PROSPECTUS SUPPLEMENT NO. 3 Filed pursuant to
(To Prospectus dated Rule 424(b)(3)
September 20, 1996) Registration No. 333-07879
$275,000,000
NTL Incorporated
7% Convertible Subordinated Notes Due 2008
This Prospectus Supplement No. 3 supplements and amends the
Prospectus dated September 20, 1996, as amended and supplemented
by the Prospectus Supplement dated April 15, 1997 (the
"Prospectus"), relating to the 7% Convertible Subordinated Notes
Due 2008 (the "Convertible Notes") of NTL Incorporated (formerly
known as International CableTel Incorporated) (the "Company") and
the shares of the Company's common stock, par value $.01 per
share ("Common Stock"), issuable upon conversion of the
Convertible Notes.
The table on pages 68 and 69 of the Prospectus sets forth
information with respect to the Selling Holders (as defined in
the Prospectus) and the respective amounts of Convertible Notes
beneficially owned by each Selling Holder that may be offered
pursuant to the Prospectus (as supplemented and amended). This
Prospectus Supplement amends that table by replacing items 1 and
71 of that table with the corresponding items set forth below.
Selling Holder Principal Amount
of Convertible Notes
"1. Donaldson Lufkin & Jenrette
Securities . . . . . . . . . . . . . . . . $ 39,684,000
71. Any other holder of Convertible
Notes or future transferee from
such holder . . . . . . . . . . . . . . . $ 49,354,500
Total . . . . . . . . . . . . . . . . . . $275,000,000"
The Prospectus, together with this Prospectus Supplement No.
3, constitutes the prospectus required to be delivered by Section
5(b) of the Securities Act of 1933, as amended, with respect to
offers and sales of the Convertible Notes and the Common Stock
issuable upon conversion of the Convertible Notes.
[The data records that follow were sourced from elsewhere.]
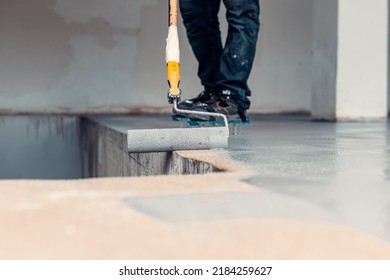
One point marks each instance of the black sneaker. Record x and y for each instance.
(198, 103)
(227, 106)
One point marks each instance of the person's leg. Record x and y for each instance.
(200, 18)
(239, 51)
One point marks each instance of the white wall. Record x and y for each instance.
(74, 56)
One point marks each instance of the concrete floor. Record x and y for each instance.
(294, 189)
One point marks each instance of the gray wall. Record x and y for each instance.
(93, 56)
(39, 147)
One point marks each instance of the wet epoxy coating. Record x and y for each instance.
(310, 190)
(340, 171)
(319, 170)
(322, 170)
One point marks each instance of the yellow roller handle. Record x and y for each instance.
(173, 74)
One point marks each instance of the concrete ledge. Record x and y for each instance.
(104, 154)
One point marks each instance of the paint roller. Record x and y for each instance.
(174, 139)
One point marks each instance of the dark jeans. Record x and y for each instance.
(223, 67)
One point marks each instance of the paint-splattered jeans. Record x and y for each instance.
(223, 68)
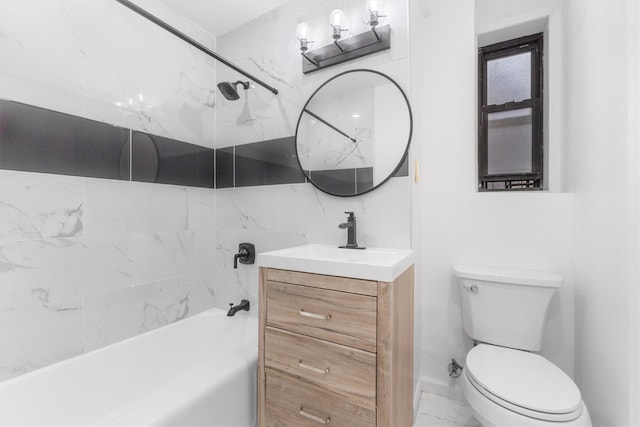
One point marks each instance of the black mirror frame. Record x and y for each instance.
(406, 150)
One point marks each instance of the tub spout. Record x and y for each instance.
(233, 309)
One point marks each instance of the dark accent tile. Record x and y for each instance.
(364, 179)
(167, 161)
(38, 140)
(340, 182)
(224, 167)
(267, 163)
(404, 168)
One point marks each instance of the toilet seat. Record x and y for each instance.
(523, 382)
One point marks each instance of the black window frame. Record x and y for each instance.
(515, 181)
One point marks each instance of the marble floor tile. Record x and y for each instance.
(440, 411)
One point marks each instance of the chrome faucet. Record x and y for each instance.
(350, 225)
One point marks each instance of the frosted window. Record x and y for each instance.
(509, 79)
(509, 142)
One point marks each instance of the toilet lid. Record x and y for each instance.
(523, 379)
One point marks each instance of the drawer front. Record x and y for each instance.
(340, 317)
(343, 284)
(340, 369)
(293, 402)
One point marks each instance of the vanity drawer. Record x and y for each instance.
(344, 370)
(340, 317)
(293, 402)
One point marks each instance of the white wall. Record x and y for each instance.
(279, 216)
(601, 45)
(458, 224)
(86, 262)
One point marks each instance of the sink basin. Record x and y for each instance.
(379, 264)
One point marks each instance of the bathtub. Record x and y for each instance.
(199, 371)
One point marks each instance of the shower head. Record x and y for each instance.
(230, 91)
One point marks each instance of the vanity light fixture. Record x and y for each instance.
(375, 13)
(347, 48)
(302, 34)
(337, 21)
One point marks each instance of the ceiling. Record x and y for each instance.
(218, 17)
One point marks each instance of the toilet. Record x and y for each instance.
(506, 382)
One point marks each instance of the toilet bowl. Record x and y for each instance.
(506, 381)
(507, 387)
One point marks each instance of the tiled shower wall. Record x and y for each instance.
(85, 262)
(278, 216)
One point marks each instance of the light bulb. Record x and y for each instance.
(302, 31)
(337, 19)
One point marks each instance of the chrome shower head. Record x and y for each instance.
(230, 91)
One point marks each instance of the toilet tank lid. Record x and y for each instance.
(504, 275)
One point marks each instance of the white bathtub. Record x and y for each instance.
(199, 371)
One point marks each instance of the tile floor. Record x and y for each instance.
(440, 411)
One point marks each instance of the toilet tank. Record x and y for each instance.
(506, 307)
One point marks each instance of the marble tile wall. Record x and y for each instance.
(85, 262)
(278, 216)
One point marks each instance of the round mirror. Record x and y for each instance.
(353, 133)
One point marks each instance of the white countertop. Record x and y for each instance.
(380, 264)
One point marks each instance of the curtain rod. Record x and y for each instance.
(140, 11)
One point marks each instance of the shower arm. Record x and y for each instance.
(142, 12)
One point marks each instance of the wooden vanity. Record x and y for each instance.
(334, 350)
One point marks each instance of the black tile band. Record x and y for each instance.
(35, 139)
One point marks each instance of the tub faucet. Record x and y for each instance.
(233, 309)
(350, 225)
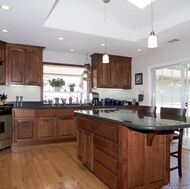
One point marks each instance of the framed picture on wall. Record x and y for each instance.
(138, 79)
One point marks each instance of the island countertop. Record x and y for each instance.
(135, 120)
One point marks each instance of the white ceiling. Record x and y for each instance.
(82, 24)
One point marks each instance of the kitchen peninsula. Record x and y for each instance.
(126, 149)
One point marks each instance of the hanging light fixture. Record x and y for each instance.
(105, 58)
(152, 39)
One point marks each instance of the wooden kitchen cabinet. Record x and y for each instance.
(47, 127)
(24, 64)
(116, 74)
(85, 144)
(2, 62)
(121, 155)
(24, 129)
(66, 124)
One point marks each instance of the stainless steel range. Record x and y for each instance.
(5, 126)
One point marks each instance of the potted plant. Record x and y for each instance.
(57, 83)
(72, 85)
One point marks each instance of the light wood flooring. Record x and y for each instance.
(56, 167)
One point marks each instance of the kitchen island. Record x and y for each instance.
(35, 123)
(124, 149)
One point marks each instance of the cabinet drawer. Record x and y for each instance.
(65, 112)
(86, 124)
(109, 131)
(107, 146)
(106, 175)
(23, 113)
(45, 113)
(108, 161)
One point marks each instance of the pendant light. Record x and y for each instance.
(152, 39)
(105, 58)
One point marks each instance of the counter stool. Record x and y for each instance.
(179, 113)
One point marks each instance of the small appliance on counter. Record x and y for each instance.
(95, 99)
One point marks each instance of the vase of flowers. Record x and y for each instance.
(57, 84)
(71, 86)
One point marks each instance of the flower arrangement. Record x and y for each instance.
(72, 85)
(57, 82)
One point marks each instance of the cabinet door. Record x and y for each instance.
(116, 72)
(24, 130)
(85, 147)
(67, 128)
(80, 143)
(126, 73)
(88, 150)
(33, 73)
(2, 62)
(47, 128)
(16, 65)
(100, 72)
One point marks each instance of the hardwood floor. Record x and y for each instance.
(56, 167)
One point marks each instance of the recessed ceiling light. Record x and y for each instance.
(140, 3)
(5, 7)
(4, 30)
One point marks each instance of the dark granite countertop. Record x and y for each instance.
(41, 105)
(132, 119)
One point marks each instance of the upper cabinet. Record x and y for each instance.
(2, 61)
(116, 74)
(24, 65)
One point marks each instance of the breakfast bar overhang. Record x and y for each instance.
(125, 149)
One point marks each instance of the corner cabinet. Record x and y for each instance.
(116, 74)
(24, 65)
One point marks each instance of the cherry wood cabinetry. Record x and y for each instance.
(47, 128)
(116, 74)
(85, 144)
(66, 124)
(24, 64)
(24, 129)
(39, 126)
(2, 61)
(121, 157)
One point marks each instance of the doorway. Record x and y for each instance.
(171, 88)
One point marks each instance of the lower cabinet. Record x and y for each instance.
(46, 124)
(120, 156)
(24, 129)
(85, 147)
(39, 126)
(66, 124)
(47, 128)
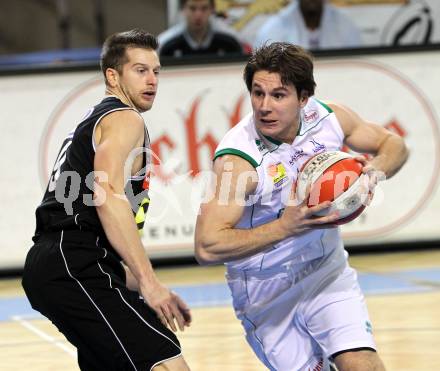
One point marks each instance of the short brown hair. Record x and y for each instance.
(113, 51)
(183, 3)
(293, 63)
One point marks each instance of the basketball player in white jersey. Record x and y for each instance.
(118, 316)
(297, 298)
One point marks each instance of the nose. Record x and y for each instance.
(265, 104)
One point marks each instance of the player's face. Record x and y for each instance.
(197, 13)
(139, 77)
(276, 106)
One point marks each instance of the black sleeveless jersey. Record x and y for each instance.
(68, 201)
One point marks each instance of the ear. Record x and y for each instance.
(112, 77)
(303, 99)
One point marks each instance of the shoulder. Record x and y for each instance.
(241, 141)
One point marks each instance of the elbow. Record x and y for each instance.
(203, 256)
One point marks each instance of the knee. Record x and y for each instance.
(365, 360)
(175, 364)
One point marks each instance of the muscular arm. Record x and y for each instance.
(216, 238)
(389, 150)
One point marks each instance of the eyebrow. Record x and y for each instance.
(138, 64)
(279, 88)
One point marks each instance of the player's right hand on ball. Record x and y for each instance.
(298, 217)
(168, 306)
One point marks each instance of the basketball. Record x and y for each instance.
(337, 177)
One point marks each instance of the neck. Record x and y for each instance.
(121, 95)
(199, 35)
(312, 19)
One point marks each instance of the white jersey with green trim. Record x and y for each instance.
(277, 165)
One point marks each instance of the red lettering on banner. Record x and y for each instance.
(396, 128)
(194, 145)
(156, 148)
(393, 126)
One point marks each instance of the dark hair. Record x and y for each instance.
(113, 51)
(293, 63)
(183, 3)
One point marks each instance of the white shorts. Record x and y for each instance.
(297, 316)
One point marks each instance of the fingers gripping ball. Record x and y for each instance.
(337, 177)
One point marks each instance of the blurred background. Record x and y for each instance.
(380, 57)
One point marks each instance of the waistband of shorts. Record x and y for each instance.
(78, 236)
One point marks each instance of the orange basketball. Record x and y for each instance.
(337, 177)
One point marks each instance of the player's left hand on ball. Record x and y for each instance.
(373, 176)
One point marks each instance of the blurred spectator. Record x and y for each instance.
(199, 33)
(312, 24)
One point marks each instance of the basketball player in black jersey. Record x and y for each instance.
(88, 271)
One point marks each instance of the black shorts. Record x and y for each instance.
(79, 284)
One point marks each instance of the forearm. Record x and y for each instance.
(391, 156)
(220, 246)
(120, 228)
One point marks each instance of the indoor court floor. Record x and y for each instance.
(402, 291)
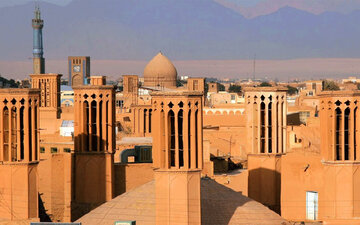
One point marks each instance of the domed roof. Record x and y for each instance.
(218, 203)
(160, 71)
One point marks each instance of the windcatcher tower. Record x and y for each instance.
(266, 122)
(19, 153)
(94, 146)
(49, 85)
(340, 151)
(38, 59)
(177, 156)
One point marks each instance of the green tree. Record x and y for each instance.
(292, 90)
(235, 89)
(330, 85)
(265, 84)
Prospective investors should carefully consider matters
discussed under the caption "Risk Factors" beginning on page 10
of the Prospectus.
THESE SECURITIES HAVE NOT BEEN APPROVED OR DISAPPROVED BY THE
SECURITIES AND EXCHANGE COMMISSION OR ANY STATE SECURITIES
COMMISSION NOR HAS THE SECURITIES AND EXCHANGE COMMISSION OR ANY
STATE SECURITIES COMMISSION PASSED UPON THE ACCURACY OR ADEQUACY
OF THIS PROSPECTUS. ANY REPRESENTATION TO THE CONTRARY IS A
CRIMINAL OFFENSE.
The date of this Prospectus Supplement No. 3 is October 24, 1997.